The preferred stock are going to pay their dividends at the right time. So for the people who are invested in this company in those two fashions, in my view, they're going to get their money back in terms of dividends and interest payments. And I think that's what they really care about. The common stock is going to fluctuate. I think there's no question about that.

SEANA SMITH: Dick, you mentioned more regulations on the way. What does that look like? What the impact to the banks?

DICK BOVE: Well, I think the first thing that-- well, let's go back a little bit. Why did this crisis occur? A crisis occurred because the banking industry in the United States has lost the faith of the American public. The depositors in banks never got to participate in the windfall gain that the banks got when interest rates went up.

In other words, when interest rates went up, the banks raised their rates immediately on their loans. But they didn't touch very much their rates on deposits. The depositors saw about a 25% increase in the returns that they got. And the banks got the other 75% to 80%. Now again, and I'm going to say in ancient times, there was a guy named Henry Gonzalez who was the Congressman that was the head of the banking committee in the House of Representatives.
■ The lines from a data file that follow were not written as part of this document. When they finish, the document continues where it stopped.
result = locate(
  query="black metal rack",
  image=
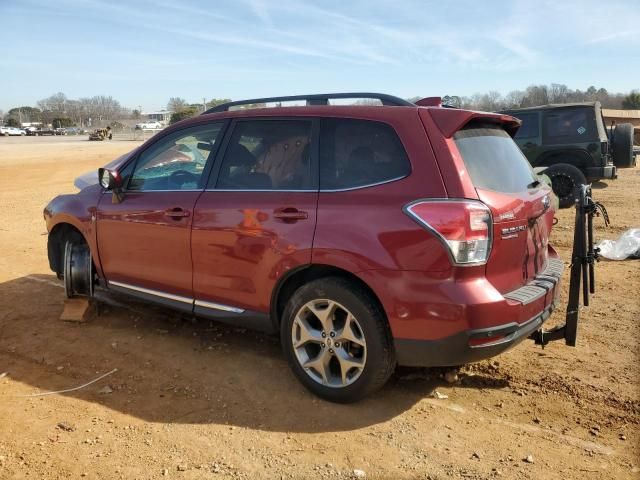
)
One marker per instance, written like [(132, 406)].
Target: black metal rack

And whenever the banks would do that, he would have an umbrage. He would have congressional hearings. And Wilbur Mills would do the same thing. And Rand Paul would do the same thing. I guess they're all Texans. But the point is the banks didn't do it this time. Then the second group that the banks lost faith with was the investors.

The banks started playing accounting games. They started moving assets around to places where they didn't have to mark them to market. And all of a sudden, the banks are now reporting equity that they don't have. And they didn't do anything illegally. They were following the accounting rules.

But they're reporting equity that they don't have as part of their financial statements. So then they're playing around with things like tangible common equity, which is a joke number. They're buying back stock, which is increasing their EPS at the cost of net income. So the net effect is investors said, I've had it with this. Bank stocks are selling at prices today below, in many cases, in most cases, where they were five years ago.

So all of this financial engineering, and playing games with the numbers, didn't work. And now you had set the industry up for a crisis to occur. This guy in California gets all upset because he loses money in Silvergate, and he starts throwing around comments about SIVB not being able to meet its obligations. And bango, you have your mini crisis, which I believe has been resolved.

SEANA SMITH: Well, Dick Bove, always great to get your thoughts. Thanks so much for hopping on here with us. We look forward to speaking with you again. Have a good night.